Ekonomik büyüklüklerle ilgili yeni yıl tahminleri giderek belirginleşmeye başladı.
Genelde bu tür öngörülerde bizi yanıltan olay, beklentilerin bir önceki yıla bakılarak yapılmasıdır. "Geçen yıl ne olduysa önümüzdeki yılda da ona benzer gelişmeler olur" yaklaşımı birçoğumuzun benzer tahminler yapması sonucunu doğurur.
Bu kısır döngüden kurtulmak amacıyla uzun dönemleri dikkate aldığımızda ise başka engellerle karşılaşırız.
Örneğin geçmişte Türkiye'deki politik istikrarsızlık ve sürekli değişen hükümetler bu tahminleri yapmada en önemli kısıttı. Şimdi ise 2008 yılından bu yana yaşadığımız krizli yılların anormallikleri beklentilerimizi uzun döneme bakarak şekillendirmemize mani oluyor.
2012 YILI ZORLUKLARI
Türkiye açısından önümüzdeki yıla ilişkin makro tahminler yaparken beni zorlayan üç konu oldu.
Birincisi büyümeye ilişkin tahminlerdi.
Türkiye, dünya ekonomilerinin yaşadığı zor dönemler olan 2010 ve 2011 yıllarını yüksek büyüme oranlarıyla geçince, biraz yavaşlasa bile 2012 yılında aynı performansı gösterecek diye düşünmek normaldi.
Oysa önce IMF, daha sonra ise bazı finans kurumları bize ilişkin büyüme tahminlerini yüzde 0.5 ile 2 arasına sıkıştırmaya başladılar. Bunun anlamı Türkiye'nin 2012 yılında resesyonlu dönemlerden geçeceğiydi.
Bu yaklaşımın nedeni dünyadaki üretim yavaşlamasına paralel olarak gerek dış ticaret gerekse finansman kanallarındaki tıkanıklıkların Türkiye'de büyümeyi duraksatacağı noktasında toplanıyordu. Yüksek cari açıktan kaynaklanan yatırımcı iştahının azalması sonucu dış finansmanda gözlenecek tıkanıklıkların, büyümemizi olumsuz etkileyeceği bekleniyordu.
Çizilen bu tablonun gerçekleşme olasılığının düşük olduğunu düşünüyorum. Kişisel olarak büyümemizin bu kadar düşeceğini beklemiyorum.
İki gerekçem var.
Birincisi, kayıtdışı ekonominin dinamizminin ve süregidecek negatif faiz oranlarının tetiklediği iç tüketimin kolay kolay yavaşlayacağını sanmıyorum.

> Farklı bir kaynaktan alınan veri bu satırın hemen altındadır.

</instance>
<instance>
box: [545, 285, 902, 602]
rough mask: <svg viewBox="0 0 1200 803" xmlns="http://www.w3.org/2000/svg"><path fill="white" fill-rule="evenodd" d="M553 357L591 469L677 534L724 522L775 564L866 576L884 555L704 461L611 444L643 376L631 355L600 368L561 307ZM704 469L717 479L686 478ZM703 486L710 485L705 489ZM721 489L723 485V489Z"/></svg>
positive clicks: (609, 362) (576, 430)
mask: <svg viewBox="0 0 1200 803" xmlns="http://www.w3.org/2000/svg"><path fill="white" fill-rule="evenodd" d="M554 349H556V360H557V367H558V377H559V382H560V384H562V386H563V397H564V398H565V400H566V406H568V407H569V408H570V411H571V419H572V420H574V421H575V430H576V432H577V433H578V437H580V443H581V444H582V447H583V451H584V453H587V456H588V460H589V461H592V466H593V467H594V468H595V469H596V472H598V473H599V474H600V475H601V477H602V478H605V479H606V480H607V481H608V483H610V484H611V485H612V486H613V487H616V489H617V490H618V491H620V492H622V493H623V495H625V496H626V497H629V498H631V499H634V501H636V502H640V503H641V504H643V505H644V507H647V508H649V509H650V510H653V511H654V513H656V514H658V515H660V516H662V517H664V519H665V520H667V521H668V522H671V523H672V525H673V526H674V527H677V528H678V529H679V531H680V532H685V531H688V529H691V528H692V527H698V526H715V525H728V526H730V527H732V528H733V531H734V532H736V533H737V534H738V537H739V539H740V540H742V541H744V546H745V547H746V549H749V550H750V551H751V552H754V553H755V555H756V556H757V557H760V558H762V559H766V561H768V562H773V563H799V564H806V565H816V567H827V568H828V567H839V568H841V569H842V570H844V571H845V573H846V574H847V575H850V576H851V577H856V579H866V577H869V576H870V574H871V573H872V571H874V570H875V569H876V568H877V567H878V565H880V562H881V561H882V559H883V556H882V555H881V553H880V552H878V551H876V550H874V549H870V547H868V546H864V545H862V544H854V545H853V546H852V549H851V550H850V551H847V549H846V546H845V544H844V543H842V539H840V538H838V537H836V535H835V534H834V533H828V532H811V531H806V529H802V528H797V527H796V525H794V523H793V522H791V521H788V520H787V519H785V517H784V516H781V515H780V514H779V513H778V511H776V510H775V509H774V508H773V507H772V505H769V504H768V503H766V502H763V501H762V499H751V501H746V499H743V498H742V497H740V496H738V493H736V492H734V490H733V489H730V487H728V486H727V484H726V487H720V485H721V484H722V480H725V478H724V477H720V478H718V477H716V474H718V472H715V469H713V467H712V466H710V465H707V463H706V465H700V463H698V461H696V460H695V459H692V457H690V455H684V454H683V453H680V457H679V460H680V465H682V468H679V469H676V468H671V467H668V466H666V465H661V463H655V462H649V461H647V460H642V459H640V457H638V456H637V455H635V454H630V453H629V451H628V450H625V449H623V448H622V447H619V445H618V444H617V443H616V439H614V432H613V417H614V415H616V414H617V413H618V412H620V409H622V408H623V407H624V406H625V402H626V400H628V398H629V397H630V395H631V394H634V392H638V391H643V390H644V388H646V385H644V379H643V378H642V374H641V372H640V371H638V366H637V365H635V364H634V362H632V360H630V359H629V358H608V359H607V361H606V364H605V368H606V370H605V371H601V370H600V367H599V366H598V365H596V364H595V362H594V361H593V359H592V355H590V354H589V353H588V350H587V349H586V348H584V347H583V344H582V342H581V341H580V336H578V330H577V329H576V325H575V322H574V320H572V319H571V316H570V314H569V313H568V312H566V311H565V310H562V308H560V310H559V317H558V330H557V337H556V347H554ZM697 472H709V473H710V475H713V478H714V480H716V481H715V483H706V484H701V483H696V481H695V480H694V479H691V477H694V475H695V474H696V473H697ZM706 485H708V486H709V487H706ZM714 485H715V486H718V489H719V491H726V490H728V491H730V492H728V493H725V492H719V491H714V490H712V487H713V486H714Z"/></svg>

İkincisi, dış finansmanda bir anda "durma" beklemiyorum.
DOLAR KURU VE DIŞ FİNANSMAN TAHMİNLERİ
2012 yılına ait tahminlerimi zorlayan ikinci konu TL'nin dış değeriydi.
Bir taraftan Euro'nun dolara karşı değer yitirme beklentisi, öte yandan ise TL'ye yönelik artacak baskılar, dolar kurunun aşağı yöne doğru hareketleneceğini bize işaretlemekte.
Ancak, Avrupa'da sorunlar çözülmeye başlar ve dünyadaki ortam yumuşarsa sistemdeki fazla likiditenin gideceği adreslerden birisinin de Türkiye olacağı kesin. Bu takdirde TL'nin değer kazanması kaçınılmaz.
Üçüncü tahmin zorluğu dış finansmanda kendini gösterdi. 1987 ile 2010 yıllarını kapsayan grafikten de izleneceği gibi büyüme ile dış finansman arasında yakın bir ilişki var.
Bu ilişki 2012 yılında biraz gevşerse ya da fazla likidite bize yönelirse cari açığı finanse ederek büyümemizi sürdürebiliriz.
Ancak burada bir önemli noktayı unutmayalım. İç tüketime ve dış finansmana dayalı büyümeler uzun ömürlü olamazlar. Sürdürülebilir nitelikleri yoktur. Eninde sonunda bir yerde tökezlenir.
Bu üç zor konu dışında önümüzdeki yıla ait enflasyon, kamu açıkları, cari açık, işsizlik verilerinin tahminleri arasında fazla bir fark yok. Herkes aynı bekleyişler içinde.